Approaching the 25th anniversary of the tragedy—and accompanied by a degree of public backlash in Australia—director Justin Kurzel has made Nitram, a fictionalized account of Bryant’s life before the murders and attempt to forensically investigate factors that fostered the atrocity. That it isn’t an exploitative embarrassment is a relief, but the film runs into some issues for seeking cast-iron certainties about something truly inexplicable. The four main performances—from Caleb Landry Jones as Nitram, Judy Davis and Anthony LaPaglia as the parents, and the brilliant Essie Davis as benefactor and friend Helen—lend affairs some dignity.
Whilst the Port Arthur massacre plays a particular role in the Australian psyche—a moment of national mourning that brought about an immediate reaction in comprehensive changes to its gun laws—Kurzel and his regular collaborating writer Shaun Grant (Snowtown, True History of the Kelly Gang) are glinting their eyes at more global, contemporary concerns, which they see this tragedy as reflecting. The question of juvenile male anger, and a particularly gendered, masculine form of social exclusion, is what Todd Phillips was examining in Joker, and if we’re to take that 2019 film somewhat seriously, Kurzel finds himself with parallel concerns, covering similar ground two years later. It’s a touch of finger-wagging moralism—identifying a bevy of anti-social symptoms that the filmmakers place themselves above—whilst using the likelihood of that violence as narrative catharsis. It’s also a well-meaning, liberal attempt to raise concerns about easy access to firearms, but yet again its calls and comparisons won’t be heard by the people who most need to absorb that message, especially in countries like the United States.
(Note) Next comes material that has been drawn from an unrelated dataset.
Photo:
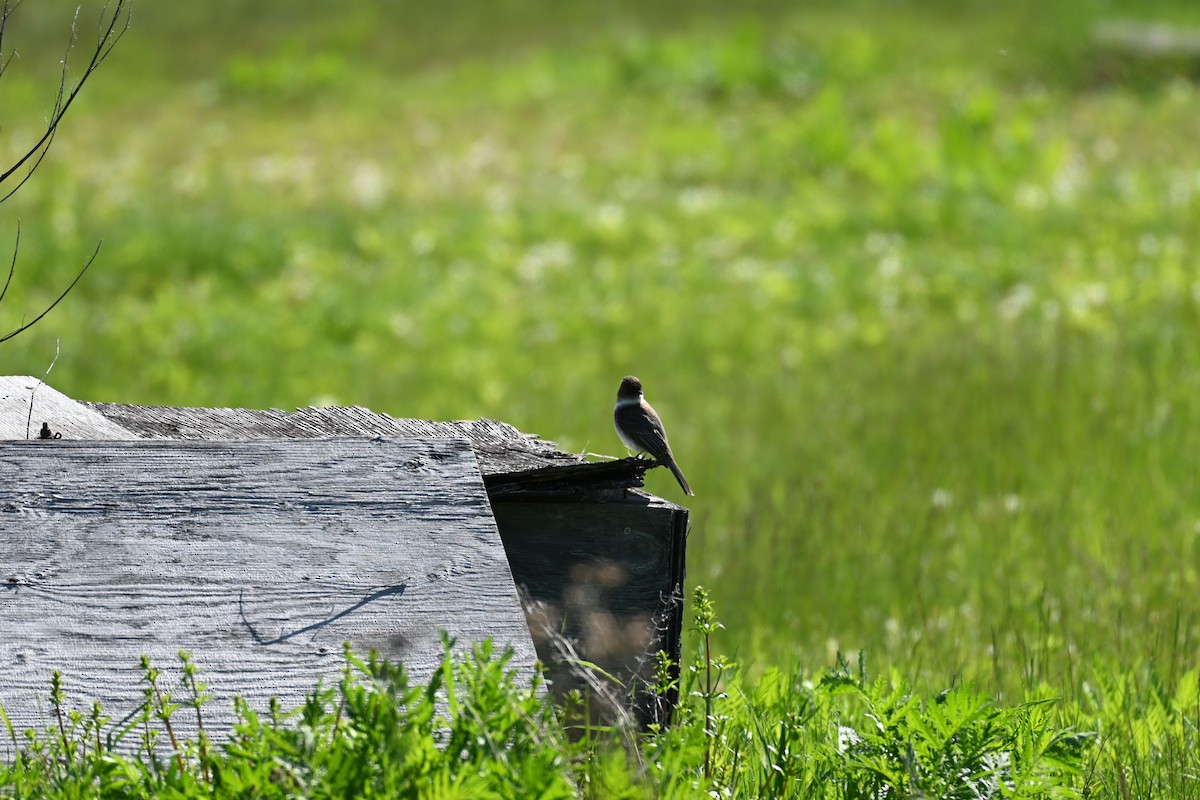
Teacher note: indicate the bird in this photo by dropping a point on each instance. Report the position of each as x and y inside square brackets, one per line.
[641, 429]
What the film does most admirably is identify the cluster of factors that always go into precipitating these tragic events, and always observing them, particularly in the final act, from the “outside in,” without an overly obstructive, editorializing voice. Nitram (“Martin” backwards; a cover name for this respectful dramatization) and his family are shit out of luck: he is a distracted, neglected young man from an aspirational lower-middle class family who love him but can’t help him a wink: almost through their standard parental love do they further stigmatize him. An incident whereby he provokes students at his former high school, and is reprimanded by a teacher there, speaks of the misunderstanding and mishandling of mental health that was prevalent throughout that era. He falls in with another eccentric loner, albeit a kinder and more self-aware one, Helen (Davis), an heiress whose fortune derives from the national lottery fund; she takes Nitram under her wing, housing and caring for him, though the relationship remains platonic. (Her performance echoes Grey Gardens, albeit in the most respectful, least exploitative way.)
Tragedies involving his parents and Helen leave Nitram more at sea, this alienation curdling into a will to mete out violence, his cry of injustice against the world. Nitram here pulls off the delicate eye of the needle: it has compassion for Nitram’s circumstances without providing an alibi for his actions.
Still, we can’t escape the feeling of voyeurism, and like The Act of Killing, this is another mythologizing of a mass murderer in lieu of some appropriate wake for his innocent victims—the same queasy motivation that runs through the near-endless wave of non-fiction true-crime content. Try as those works may, we can never enter that subjectivity, that reasoning, without certain testimony. All we can do is mourn and think about the interpersonal bonds we have the agency to control.
Nitram premiered at the Cannes Film Festival.